From GreenBiz

It doesn’t take a genius to see that electronics are more widely used than ever before. People have become nearly inseparable from their smartphones, tablets and laptops. And they eagerly await the release of newer devices promising faster processing, better screen resolution, more apps, more functionality, more everything.

The magnitude of the market for digital devices is staggering. It’s estimated that by 2020, 5.5 billion people will own a mobile phone and over 50 billion devices will be connected to the internet. To put it in perspective, by that same time, it’s estimated that only 3.5 billion people will have running water.

But the electronics industry is also evolving — and it has to in order to stay competitive.

In the late 1990s, the main goal was simply to create electronics that worked. Then, concerns about emissions prompted IT manufacturers to implement health and safety protocols. Environmental concerns emerged at the dawn of the new millennium, ushering in the green manufacturing era.

Most recently, social responsibility has become an issue as reports of labor abuses and unethical manufacturing practices have come to light. With growing consumer awareness of all of these issues, finding a path to sustainability is becoming increasingly important.

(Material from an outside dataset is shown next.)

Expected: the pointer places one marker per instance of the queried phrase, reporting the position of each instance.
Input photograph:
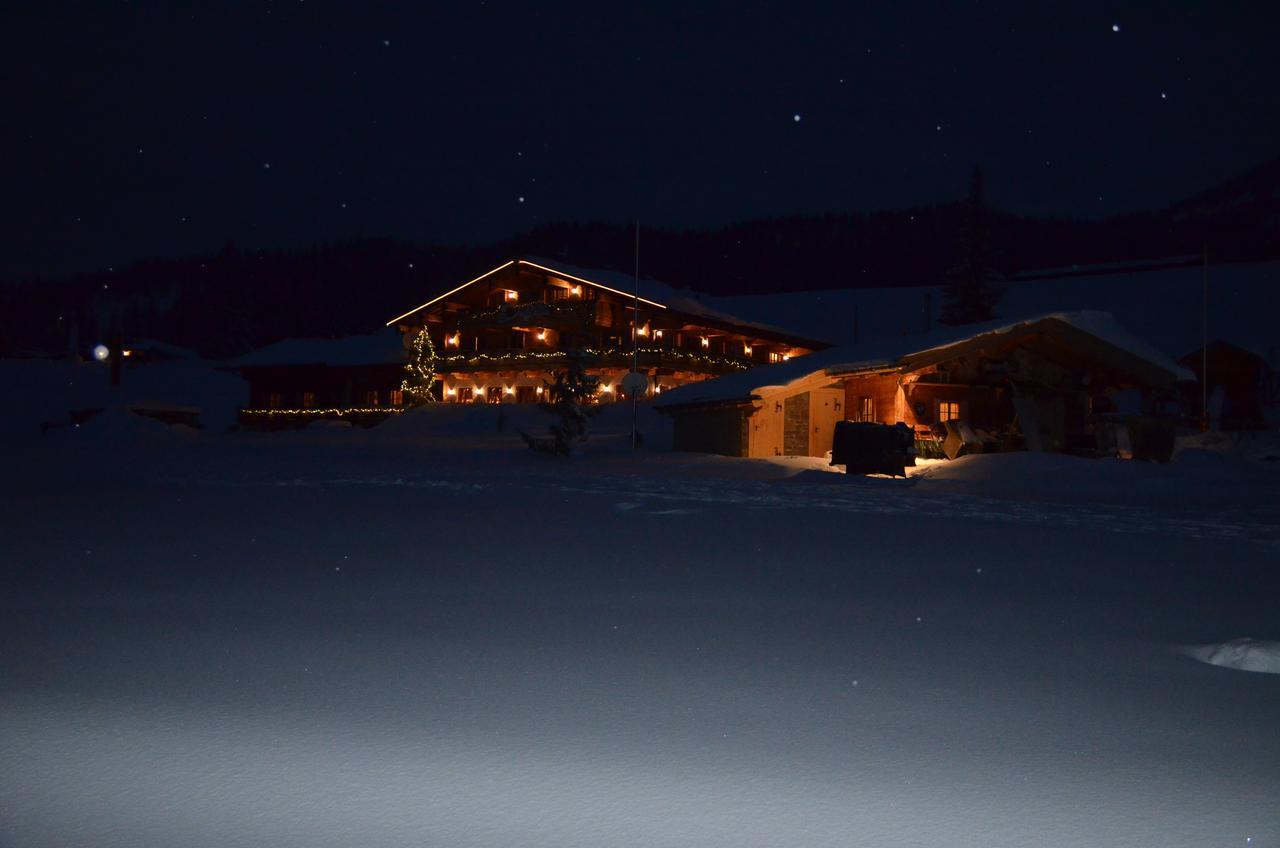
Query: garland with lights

Beyond “doing the right thing,” there is a powerful business case for sustainability, including:

1. Competitive advantage

In fact, consumers are increasingly demanding more consideration of environmental impacts. Eighty-six percent of global consumers believe that businesses need to place at least equal weight on society’s interests as on business’ interests.

2. Attracting and retaining top talent

According to a Nielsen survey, 67 percent of employees prefer to work for a socially responsible company. The book “The 2020 Workplace” states that by 2020, millennials will be 50 percent of the workforce and 80 percent of those surveyed wanted to work for a company that cares about how it affects and contributes to society.

3. Reign in risk

Consider the financial impact on brand value from bad supplier practices (child labor) and the cost of supply chain disruptions (noncompliance with environmental or workplace regulations). The ROI for implementing sustainable and socially responsible supply manufacturing practices can be 85:1 (PDF).

4. Cut costs

Consider this one facet of sustainable electronics: in a recent TCO Development report on plastics in IT products we found that using recycled plastic could lead to up to 80 percent lower energy consumption in manufacturing when compared to virgin plastics and it also required less raw material.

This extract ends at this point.